Children's Cancer Research Center and Department of Pediatrics, Klinikum rechts der Isar, Technische Universität München, München, Germany.
German Cancer Research Center (DKFZ), Partner Site Munich, München, Germany.
J Exp Clin Cancer Res. 2021 Oct 15;40(1):322. doi: 10.1186/s13046-021-02125-z.
Histone acetylation and deacetylation seem processes involved in the pathogenesis of Ewing sarcoma (EwS). Here histone deacetylases (HDAC) class I were investigated.
Their role was determined using different inhibitors including TSA, Romidepsin, Entinostat and PCI-34051 as well as CRISPR/Cas9 class I HDAC knockouts and HDAC RNAi. To analyze resulting changes microarray analysis, qRT-PCR, western blotting, Co-IP, proliferation, apoptosis, differentiation, invasion assays and xenograft-mouse models were used.

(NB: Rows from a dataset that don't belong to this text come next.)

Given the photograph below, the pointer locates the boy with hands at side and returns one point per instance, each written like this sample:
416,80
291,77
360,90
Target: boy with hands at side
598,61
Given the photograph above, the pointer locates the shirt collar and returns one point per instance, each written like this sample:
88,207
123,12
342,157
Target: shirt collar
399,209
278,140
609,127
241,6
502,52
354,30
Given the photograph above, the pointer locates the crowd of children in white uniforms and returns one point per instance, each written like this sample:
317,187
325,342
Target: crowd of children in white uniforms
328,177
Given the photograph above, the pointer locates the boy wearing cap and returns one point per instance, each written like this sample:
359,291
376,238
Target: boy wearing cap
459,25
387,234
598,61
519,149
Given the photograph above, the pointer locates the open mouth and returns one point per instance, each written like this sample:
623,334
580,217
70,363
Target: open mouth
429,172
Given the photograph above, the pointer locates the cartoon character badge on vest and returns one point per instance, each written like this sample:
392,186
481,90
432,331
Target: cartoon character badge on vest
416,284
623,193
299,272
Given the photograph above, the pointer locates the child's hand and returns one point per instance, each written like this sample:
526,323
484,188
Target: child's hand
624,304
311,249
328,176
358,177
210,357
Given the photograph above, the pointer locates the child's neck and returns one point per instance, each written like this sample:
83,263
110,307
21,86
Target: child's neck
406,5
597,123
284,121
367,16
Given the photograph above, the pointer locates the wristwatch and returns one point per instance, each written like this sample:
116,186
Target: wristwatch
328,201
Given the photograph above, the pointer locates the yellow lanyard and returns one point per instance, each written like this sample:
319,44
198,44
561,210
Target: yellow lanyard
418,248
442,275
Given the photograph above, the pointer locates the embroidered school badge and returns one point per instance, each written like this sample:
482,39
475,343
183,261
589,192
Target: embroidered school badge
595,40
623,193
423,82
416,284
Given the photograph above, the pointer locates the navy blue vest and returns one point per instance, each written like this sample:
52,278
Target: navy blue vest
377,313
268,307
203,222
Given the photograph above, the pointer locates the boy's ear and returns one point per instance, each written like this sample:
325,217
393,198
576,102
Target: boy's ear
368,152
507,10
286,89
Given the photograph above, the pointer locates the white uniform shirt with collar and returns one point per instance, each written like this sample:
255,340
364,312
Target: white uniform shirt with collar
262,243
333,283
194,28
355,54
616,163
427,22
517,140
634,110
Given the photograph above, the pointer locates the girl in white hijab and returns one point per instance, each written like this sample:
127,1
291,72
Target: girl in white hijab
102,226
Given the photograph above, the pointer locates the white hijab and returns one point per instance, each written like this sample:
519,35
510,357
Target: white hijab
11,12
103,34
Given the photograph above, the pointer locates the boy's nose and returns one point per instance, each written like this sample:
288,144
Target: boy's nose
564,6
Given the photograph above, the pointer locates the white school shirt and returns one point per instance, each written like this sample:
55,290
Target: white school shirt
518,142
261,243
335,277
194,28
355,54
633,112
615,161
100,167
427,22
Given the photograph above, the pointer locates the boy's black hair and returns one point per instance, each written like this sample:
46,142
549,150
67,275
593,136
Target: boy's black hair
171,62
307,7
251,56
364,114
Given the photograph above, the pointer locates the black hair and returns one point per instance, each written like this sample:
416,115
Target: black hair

Class I HDACs are constitutively expressed in EwS. Patients with high levels of individual class I HDAC expression show decreased overall survival. CRISPR/Cas9 class I HDAC knockout of individual HDACs such as HDAC1 and HDAC2 inhibited invasiveness, and blocked local tumor growth in xenograft mice. Microarray analysis demonstrated that treatment with individual HDAC inhibitors (HDACi) blocked an EWS-FLI1 specific expression profile, while Entinostat in addition suppressed metastasis relevant genes. EwS cells demonstrated increased susceptibility to treatment with chemotherapeutics including Doxorubicin in the presence of HDACi. Furthermore, HDACi treatment mimicked RNAi of EZH2 in EwS. Treated cells showed diminished growth capacity, but an increased endothelial as well as neuronal differentiation ability. HDACi synergizes with EED inhibitor (EEDi) in vitro and together inhibited tumor growth in xenograft mice. Co-IP experiments identified HDAC class I family members as part of a regulatory complex together with PRC2.
Class I HDAC proteins seem to be important mediators of the pathognomonic EWS-ETS-mediated transcription program in EwS and in combination therapy, co-treatment with HDACi is an interesting new treatment opportunity for this malignant disease.
组蛋白乙酰化和去乙酰化似乎是尤文肉瘤(EwS)发病机制中的相关过程。本研究旨在调查组蛋白去乙酰化酶(HDAC)I 类。
采用不同抑制剂(TSA、Romidepsin、Entinostat 和 PCI-34051)以及 CRISPR/Cas9 类 I HDAC 敲除和 HDAC RNAi 来确定它们的作用。通过微阵列分析、qRT-PCR、western blot、Co-IP、增殖、凋亡、分化、侵袭测定和异种移植小鼠模型来分析结果变化。
I 类 HDAC 在 EwS 中持续表达。个体 I 类 HDAC 表达水平高的患者总生存率降低。CRISPR/Cas9 类 I HDAC 敲除单个 HDAC(如 HDAC1 和 HDAC2)可抑制侵袭性,并阻断异种移植小鼠的局部肿瘤生长。微阵列分析表明,单独使用 HDAC 抑制剂(HDACi)可阻断 EWS-FLI1 特异性表达谱,而 Entinostat 除了抑制转移相关基因外,还能抑制转移相关基因。在存在 HDACi 的情况下,EwS 细胞对包括多柔比星在内的化疗药物的敏感性增加。此外,HDACi 处理可模拟 EwS 中的 EZH2 RNAi。处理后的细胞生长能力下降,但内皮和神经元分化能力增强。HDACi 在体外与 EED 抑制剂(EEDi)协同作用,共同抑制异种移植小鼠肿瘤生长。Co-IP 实验鉴定出 I 类 HDAC 家族成员与 PRC2 一起作为调节复合物的一部分。
I 类 HDAC 蛋白似乎是 EwS 中标志性 EWS-ETS 介导的转录程序的重要介质,联合治疗时,HDACi 联合治疗是治疗这种恶性疾病的一种新的治疗机会。